Глава первая
Тонкая полоска багровой зари робко блеснула на западе. Ее тут же накрыла серым сумрачным крылом тяжелая снеговая туча.
Басхан резко замедлил бег, поднял мокрую голову, остановился, слегка повел короткими заиндевевшими ушами. Его ноздри чуть вздрогнули и расширились, а округлые, с едва заметной раскосиной глаза живо блеснули в холодном голубоватом отсвете ранней луны. Труп рыжего корсака – мелкой степной лисицы, чуть припорошенный серебристым снежком, неестественно вывернутый и с вырванным горлом, насторожил его.
-Он! Это он… Его след.
Басхан хорошо знал: волк никогда не будет есть лисицу. Убить – убьет, если она окажется у него на пути, но в пищу не пустит, лиса – не его еда.
Он шумно втянул ночной морозный воздух, но среди тех тысяч и тысяч запахов, которые висели в сумрачном мареве зимней степи, их самых тонких оттенков и едва уловимых течений, которые он услыхал, распознал и тут же отбросил, как пока ненужные – того единственного и неповторимого запаха, запаха вожака стаи, очень легкого, кисловато-терпкого, изумительно острого, запаха, отгоняющего от стаи голодного чужака и запаха, бросающего истекающую течкой самку на самую вершину наслаждения и присущего только ему одному, первому и единственному волку по всей широкой степи, волку, который нарушил устои, равновесие, нарушил вековой закон этой степи, порезав овец на его, самого великого Басхана, территории и за которым он, Басхан, неотступно шел и шел по этой белой степи уже несколько дней, этого единственного запаха в прозрачном морозном воздухе пока – не было.
Пес пониже пригнул мощную угловатую голову и опять ускорил свой бег. Вскоре он нырнул в глубокий овраг, засыпанный еще тем, первым снегом, уже довольно затвердевшим на крепких ночных морозах. Овраг постепенно стал расширяться и мельчать, превращаясь в заросшую серо-желтым густым камышом заснеженную падь – пойму высохшего еще прошлым летом горького степного ручья. Перед ним теперь простиралась голубовато-белая равнина, чистая, нетронутая, совершенно лишенная обычных заячьих и лисьих следов, на горизонте совсем незаметно уходящая в серое ночное небо. После того, как перед сумерками над притихшей степью пустился густой мелковатый снег, по равнине не прошла ни одна живая душа.
Кого-то страшного и жестокого боялось все живое в округе и теперь все живое скрылось, засело, залегло прикрытое снегопадом, в укромных местах, в спешно вырытых норах и тесных теплых кублищах.

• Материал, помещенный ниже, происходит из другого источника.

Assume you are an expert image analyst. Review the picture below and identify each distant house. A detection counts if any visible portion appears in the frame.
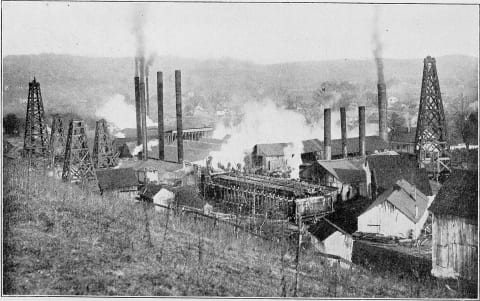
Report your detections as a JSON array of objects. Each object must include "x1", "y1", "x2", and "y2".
[
  {"x1": 139, "y1": 184, "x2": 175, "y2": 211},
  {"x1": 358, "y1": 179, "x2": 430, "y2": 238},
  {"x1": 96, "y1": 168, "x2": 138, "y2": 198},
  {"x1": 114, "y1": 141, "x2": 133, "y2": 159},
  {"x1": 429, "y1": 170, "x2": 478, "y2": 281},
  {"x1": 389, "y1": 127, "x2": 417, "y2": 154},
  {"x1": 300, "y1": 159, "x2": 370, "y2": 201},
  {"x1": 308, "y1": 197, "x2": 372, "y2": 267},
  {"x1": 252, "y1": 139, "x2": 323, "y2": 171},
  {"x1": 121, "y1": 159, "x2": 183, "y2": 185}
]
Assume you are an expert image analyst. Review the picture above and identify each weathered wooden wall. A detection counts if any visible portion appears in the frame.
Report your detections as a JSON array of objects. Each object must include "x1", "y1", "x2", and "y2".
[
  {"x1": 311, "y1": 231, "x2": 353, "y2": 268},
  {"x1": 432, "y1": 215, "x2": 478, "y2": 280},
  {"x1": 358, "y1": 201, "x2": 428, "y2": 238}
]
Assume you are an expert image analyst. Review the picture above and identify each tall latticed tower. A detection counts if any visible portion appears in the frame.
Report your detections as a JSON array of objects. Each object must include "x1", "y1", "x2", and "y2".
[
  {"x1": 62, "y1": 120, "x2": 98, "y2": 190},
  {"x1": 23, "y1": 78, "x2": 49, "y2": 156},
  {"x1": 50, "y1": 114, "x2": 66, "y2": 167},
  {"x1": 415, "y1": 56, "x2": 448, "y2": 160},
  {"x1": 93, "y1": 119, "x2": 118, "y2": 168}
]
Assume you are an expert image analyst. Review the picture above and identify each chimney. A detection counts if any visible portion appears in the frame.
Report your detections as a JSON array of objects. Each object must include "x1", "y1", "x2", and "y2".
[
  {"x1": 377, "y1": 81, "x2": 388, "y2": 141},
  {"x1": 358, "y1": 106, "x2": 365, "y2": 157},
  {"x1": 139, "y1": 58, "x2": 148, "y2": 161},
  {"x1": 157, "y1": 71, "x2": 165, "y2": 160},
  {"x1": 175, "y1": 70, "x2": 183, "y2": 163},
  {"x1": 135, "y1": 76, "x2": 142, "y2": 145},
  {"x1": 323, "y1": 109, "x2": 332, "y2": 160},
  {"x1": 340, "y1": 107, "x2": 348, "y2": 158},
  {"x1": 145, "y1": 74, "x2": 150, "y2": 116}
]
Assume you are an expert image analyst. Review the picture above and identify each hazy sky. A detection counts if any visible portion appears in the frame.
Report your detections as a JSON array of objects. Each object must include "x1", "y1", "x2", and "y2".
[{"x1": 2, "y1": 2, "x2": 479, "y2": 63}]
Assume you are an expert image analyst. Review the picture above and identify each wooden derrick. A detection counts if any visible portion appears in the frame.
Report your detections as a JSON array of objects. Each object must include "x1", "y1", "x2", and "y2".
[
  {"x1": 23, "y1": 78, "x2": 49, "y2": 157},
  {"x1": 62, "y1": 120, "x2": 98, "y2": 190},
  {"x1": 93, "y1": 119, "x2": 119, "y2": 169},
  {"x1": 49, "y1": 114, "x2": 66, "y2": 167},
  {"x1": 415, "y1": 56, "x2": 450, "y2": 179}
]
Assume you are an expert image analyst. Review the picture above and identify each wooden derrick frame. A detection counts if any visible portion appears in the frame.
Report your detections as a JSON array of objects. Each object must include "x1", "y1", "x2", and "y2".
[
  {"x1": 415, "y1": 56, "x2": 448, "y2": 158},
  {"x1": 49, "y1": 114, "x2": 66, "y2": 167},
  {"x1": 23, "y1": 78, "x2": 49, "y2": 157},
  {"x1": 92, "y1": 119, "x2": 119, "y2": 169},
  {"x1": 202, "y1": 173, "x2": 334, "y2": 223},
  {"x1": 415, "y1": 56, "x2": 450, "y2": 180},
  {"x1": 62, "y1": 120, "x2": 98, "y2": 190}
]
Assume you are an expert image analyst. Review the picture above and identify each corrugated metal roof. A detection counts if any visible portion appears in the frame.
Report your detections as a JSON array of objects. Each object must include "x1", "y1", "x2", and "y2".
[
  {"x1": 253, "y1": 139, "x2": 323, "y2": 157},
  {"x1": 332, "y1": 136, "x2": 388, "y2": 156},
  {"x1": 96, "y1": 168, "x2": 138, "y2": 190},
  {"x1": 366, "y1": 155, "x2": 433, "y2": 195},
  {"x1": 308, "y1": 196, "x2": 373, "y2": 241},
  {"x1": 313, "y1": 159, "x2": 366, "y2": 183},
  {"x1": 366, "y1": 180, "x2": 428, "y2": 223},
  {"x1": 390, "y1": 127, "x2": 417, "y2": 143},
  {"x1": 121, "y1": 159, "x2": 183, "y2": 172}
]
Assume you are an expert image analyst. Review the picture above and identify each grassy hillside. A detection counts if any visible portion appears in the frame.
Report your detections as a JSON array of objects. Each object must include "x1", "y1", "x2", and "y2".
[{"x1": 3, "y1": 161, "x2": 459, "y2": 298}]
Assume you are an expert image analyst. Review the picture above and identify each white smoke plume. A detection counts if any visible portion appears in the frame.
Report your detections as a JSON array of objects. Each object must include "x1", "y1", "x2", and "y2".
[
  {"x1": 96, "y1": 94, "x2": 157, "y2": 130},
  {"x1": 132, "y1": 139, "x2": 158, "y2": 156},
  {"x1": 210, "y1": 99, "x2": 378, "y2": 178},
  {"x1": 210, "y1": 99, "x2": 322, "y2": 177}
]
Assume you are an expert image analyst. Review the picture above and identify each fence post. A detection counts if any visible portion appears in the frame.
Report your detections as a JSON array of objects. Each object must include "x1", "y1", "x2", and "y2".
[
  {"x1": 293, "y1": 214, "x2": 302, "y2": 297},
  {"x1": 160, "y1": 203, "x2": 170, "y2": 261},
  {"x1": 198, "y1": 236, "x2": 204, "y2": 264}
]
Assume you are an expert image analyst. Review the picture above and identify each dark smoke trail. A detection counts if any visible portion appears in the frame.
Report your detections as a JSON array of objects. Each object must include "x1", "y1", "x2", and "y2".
[
  {"x1": 132, "y1": 7, "x2": 146, "y2": 76},
  {"x1": 373, "y1": 7, "x2": 385, "y2": 84},
  {"x1": 145, "y1": 52, "x2": 157, "y2": 76}
]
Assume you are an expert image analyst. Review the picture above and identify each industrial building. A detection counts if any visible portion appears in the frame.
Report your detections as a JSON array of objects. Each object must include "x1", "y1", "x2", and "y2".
[{"x1": 429, "y1": 170, "x2": 478, "y2": 281}]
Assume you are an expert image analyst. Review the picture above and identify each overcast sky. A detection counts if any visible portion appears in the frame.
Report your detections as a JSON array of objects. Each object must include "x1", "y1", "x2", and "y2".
[{"x1": 2, "y1": 2, "x2": 479, "y2": 63}]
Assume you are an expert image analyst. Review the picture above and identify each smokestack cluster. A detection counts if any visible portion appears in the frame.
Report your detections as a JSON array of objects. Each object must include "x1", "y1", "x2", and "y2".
[
  {"x1": 175, "y1": 70, "x2": 183, "y2": 163},
  {"x1": 323, "y1": 109, "x2": 332, "y2": 160},
  {"x1": 340, "y1": 107, "x2": 348, "y2": 158}
]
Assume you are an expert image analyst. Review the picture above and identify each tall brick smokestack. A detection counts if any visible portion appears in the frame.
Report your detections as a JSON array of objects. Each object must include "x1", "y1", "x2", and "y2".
[
  {"x1": 377, "y1": 82, "x2": 388, "y2": 141},
  {"x1": 157, "y1": 71, "x2": 165, "y2": 160},
  {"x1": 358, "y1": 106, "x2": 365, "y2": 157},
  {"x1": 323, "y1": 109, "x2": 332, "y2": 160},
  {"x1": 175, "y1": 70, "x2": 183, "y2": 163},
  {"x1": 135, "y1": 76, "x2": 142, "y2": 145},
  {"x1": 139, "y1": 58, "x2": 148, "y2": 161},
  {"x1": 145, "y1": 73, "x2": 150, "y2": 116},
  {"x1": 340, "y1": 107, "x2": 348, "y2": 158}
]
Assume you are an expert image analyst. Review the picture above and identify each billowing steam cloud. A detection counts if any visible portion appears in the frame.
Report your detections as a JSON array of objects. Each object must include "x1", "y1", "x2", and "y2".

И Басхан понял, что он на верном пути.
Он поднял косматую гривастую голову с мелкими сосульками замерзшей белой пены на широкой шее, вслушался. Луна становилась все больше, все желтее, вокруг нее в беспросветной черноте морозной декабрьской ночи вот – вот должен был всплыть громадный желтоватый нимб. Этот нимб, твердо знал Басхан, едва он мерцающим золотым ожерельем торжественно воссияет над спящей равниной, над этим холодным белым безмолвием, над всей Великой степью, над всем миром, он непреодолимым вековечным инстинктом неизбежно заставит одинокого волка подать свой голос, затянуть свою унылую песнь-жалобу голодной судьбе на тяжкое свое одиночество.
И тогда, знал Басхан, наступит его час. Час карающий.
Час Волкодава!
В самом конце сентября, уже после первых несмелых заморозков, вдруг вернулось в слободку лето, заметно укоротившиеся вечера опять стали теплыми, томными, проснулись мухи и овода, не давая покоя нудящимся под седлами лошадям и всему живому, и даже собравшиеся было в стаи вороненые ласточки опять шумно рассыпались по небу, весело откармливаясь осмелевшими насекомыми перед дальней своей дорогой.